In recent years, I have been letting go of that.

I’ve been looking at the deep polarization in this country; the rabid, bigoted, willfully-ignorant hatred of the Tea Party; the “We don’t care, we don’t have to” government serving its rich cronies and treating its citizens like children or criminals; the filthy rich turning the planet into a wasteland and treating anyone who tries to stop them like children or criminals; the pointless and apparently endless wars overseas; the grotesque hostility to black people, poor people, LGBT people, immigrants, women, for saying they want to be treated with basic human decency; the rapidly-changing attitudes about gender, race, family, drugs, sex, religion; the people who are terrified of that change and are responding to that fear with hatred.

And I’ve been realizing: Oh. This must have been what the Sixties were like.

1968 Democratic National Convention
I grew up in Chicago, and in the summer of 1968, my family went on a long camping trip.
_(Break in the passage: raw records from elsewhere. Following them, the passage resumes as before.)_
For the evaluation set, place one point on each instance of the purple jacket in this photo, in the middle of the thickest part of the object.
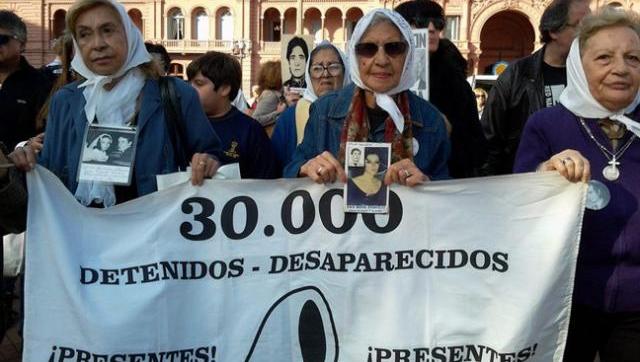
(608, 271)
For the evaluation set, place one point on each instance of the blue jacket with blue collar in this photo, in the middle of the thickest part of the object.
(326, 119)
(67, 123)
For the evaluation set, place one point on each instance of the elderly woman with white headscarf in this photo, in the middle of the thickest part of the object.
(378, 108)
(593, 135)
(326, 71)
(119, 88)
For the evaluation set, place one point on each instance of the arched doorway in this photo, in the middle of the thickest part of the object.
(506, 36)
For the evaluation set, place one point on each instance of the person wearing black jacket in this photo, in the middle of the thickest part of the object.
(449, 90)
(530, 84)
(23, 89)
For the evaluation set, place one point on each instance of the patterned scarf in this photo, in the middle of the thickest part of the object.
(356, 128)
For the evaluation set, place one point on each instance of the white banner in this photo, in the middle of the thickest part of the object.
(476, 270)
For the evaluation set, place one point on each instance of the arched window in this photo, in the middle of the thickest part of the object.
(136, 17)
(176, 70)
(175, 26)
(224, 19)
(58, 24)
(200, 25)
(271, 25)
(313, 23)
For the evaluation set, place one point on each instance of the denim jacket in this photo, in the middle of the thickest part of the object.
(326, 120)
(67, 123)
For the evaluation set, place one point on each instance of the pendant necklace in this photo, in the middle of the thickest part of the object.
(611, 172)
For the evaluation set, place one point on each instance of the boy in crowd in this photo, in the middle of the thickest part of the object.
(216, 77)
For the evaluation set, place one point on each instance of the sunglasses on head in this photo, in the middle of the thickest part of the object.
(392, 49)
(438, 23)
(4, 38)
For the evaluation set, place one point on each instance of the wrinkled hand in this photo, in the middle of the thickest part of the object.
(323, 168)
(291, 97)
(571, 165)
(405, 172)
(24, 158)
(202, 166)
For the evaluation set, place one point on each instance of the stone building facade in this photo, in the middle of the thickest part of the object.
(485, 31)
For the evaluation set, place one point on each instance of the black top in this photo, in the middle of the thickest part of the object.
(453, 96)
(22, 95)
(555, 79)
(244, 141)
(376, 116)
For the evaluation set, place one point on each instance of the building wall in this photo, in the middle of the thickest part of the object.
(256, 23)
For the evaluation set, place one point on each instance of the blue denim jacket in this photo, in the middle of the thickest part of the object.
(67, 123)
(326, 120)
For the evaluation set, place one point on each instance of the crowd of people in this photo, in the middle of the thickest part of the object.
(570, 107)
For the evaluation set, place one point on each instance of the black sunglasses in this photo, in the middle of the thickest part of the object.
(4, 38)
(438, 23)
(393, 49)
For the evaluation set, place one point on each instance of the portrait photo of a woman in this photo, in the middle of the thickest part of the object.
(367, 190)
(297, 53)
(98, 150)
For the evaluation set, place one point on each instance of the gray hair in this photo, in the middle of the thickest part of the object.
(607, 17)
(13, 23)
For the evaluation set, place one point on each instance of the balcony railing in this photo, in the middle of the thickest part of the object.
(195, 46)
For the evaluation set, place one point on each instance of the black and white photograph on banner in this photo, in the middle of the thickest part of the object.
(421, 87)
(108, 155)
(365, 189)
(295, 52)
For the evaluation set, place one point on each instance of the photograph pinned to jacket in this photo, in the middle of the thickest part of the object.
(421, 64)
(108, 154)
(366, 164)
(295, 53)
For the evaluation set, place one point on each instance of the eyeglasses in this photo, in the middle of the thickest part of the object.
(392, 49)
(4, 38)
(317, 70)
(438, 23)
(574, 25)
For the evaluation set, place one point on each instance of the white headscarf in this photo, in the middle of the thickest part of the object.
(309, 93)
(408, 78)
(577, 97)
(115, 107)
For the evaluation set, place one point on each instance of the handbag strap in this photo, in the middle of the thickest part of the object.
(173, 116)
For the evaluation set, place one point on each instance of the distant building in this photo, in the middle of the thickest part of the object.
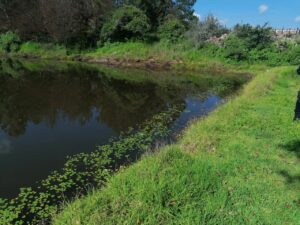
(286, 32)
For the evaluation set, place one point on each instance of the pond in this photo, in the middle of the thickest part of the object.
(51, 110)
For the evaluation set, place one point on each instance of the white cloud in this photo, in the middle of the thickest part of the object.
(224, 21)
(263, 8)
(197, 15)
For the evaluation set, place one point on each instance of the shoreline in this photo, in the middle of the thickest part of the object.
(249, 170)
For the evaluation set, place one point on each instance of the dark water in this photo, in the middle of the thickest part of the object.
(49, 110)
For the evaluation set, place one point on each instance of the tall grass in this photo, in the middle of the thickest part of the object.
(238, 166)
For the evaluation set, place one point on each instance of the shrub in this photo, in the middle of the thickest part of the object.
(171, 30)
(127, 22)
(9, 42)
(259, 37)
(202, 31)
(235, 48)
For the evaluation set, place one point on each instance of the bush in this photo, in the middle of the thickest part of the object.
(127, 22)
(171, 30)
(202, 31)
(9, 42)
(259, 37)
(235, 48)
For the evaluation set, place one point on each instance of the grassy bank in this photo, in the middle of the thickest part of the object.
(240, 165)
(159, 55)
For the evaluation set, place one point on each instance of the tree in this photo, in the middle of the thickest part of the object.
(60, 20)
(127, 22)
(171, 30)
(258, 37)
(201, 31)
(158, 10)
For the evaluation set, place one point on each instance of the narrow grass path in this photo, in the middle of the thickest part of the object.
(240, 165)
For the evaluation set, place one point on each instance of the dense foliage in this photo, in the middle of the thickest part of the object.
(172, 30)
(127, 23)
(9, 42)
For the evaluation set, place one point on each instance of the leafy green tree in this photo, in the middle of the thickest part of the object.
(9, 42)
(158, 10)
(258, 37)
(201, 31)
(171, 30)
(127, 22)
(235, 48)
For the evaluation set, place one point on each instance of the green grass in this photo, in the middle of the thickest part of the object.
(240, 165)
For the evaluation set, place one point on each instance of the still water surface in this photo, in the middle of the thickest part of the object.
(49, 111)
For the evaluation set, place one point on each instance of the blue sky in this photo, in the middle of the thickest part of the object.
(278, 13)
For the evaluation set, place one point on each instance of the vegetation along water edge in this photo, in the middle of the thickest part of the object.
(240, 165)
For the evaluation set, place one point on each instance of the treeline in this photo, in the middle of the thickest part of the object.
(65, 25)
(83, 22)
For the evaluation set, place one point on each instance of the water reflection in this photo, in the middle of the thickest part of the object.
(4, 146)
(51, 110)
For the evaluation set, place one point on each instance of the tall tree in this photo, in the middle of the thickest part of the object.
(158, 10)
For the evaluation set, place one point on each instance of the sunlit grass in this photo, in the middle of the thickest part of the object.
(240, 165)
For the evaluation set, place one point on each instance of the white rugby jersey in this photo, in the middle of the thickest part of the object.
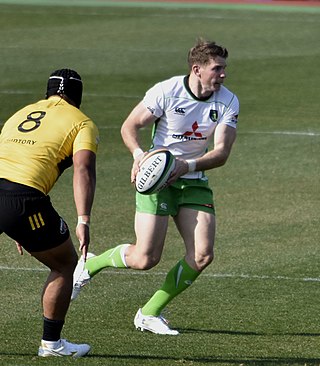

All I knew at the time was, “Camping trip! Rocky Mountains! Grizzly bears! Dinosaur National Park!” It wasn’t until years later that my parents told me the reason for that camping trip: my folks were beatnik hippie lefties, and Chicago in the summer of 1968 was a really fucking scary place to be, and they wanted to take the kids and get the hell out of Dodge.

I get that now.

I do not, in fact, want to get the hell out of Dodge. (Except temporarily, for an occasional breather.) I get that the saying “May you live in interesting times” is, in fact, both a curse and a blessing.* I do feel weirdly privileged to be living in interesting times. I feel weirdly privileged to be part of all this, to be part of social change movements that will be shaping the world for decades to come.

But yes. Shaun King is right. I have sometimes wondered who I would be or what I would do if I lived during the Civil Rights Movement; the Women’s Liberation movement; the early gay rights movement; the early ecology movement; the peace movement. And we are living in that time, RIGHT NOW.

I hope I’m doing okay. It’s really fucking hard.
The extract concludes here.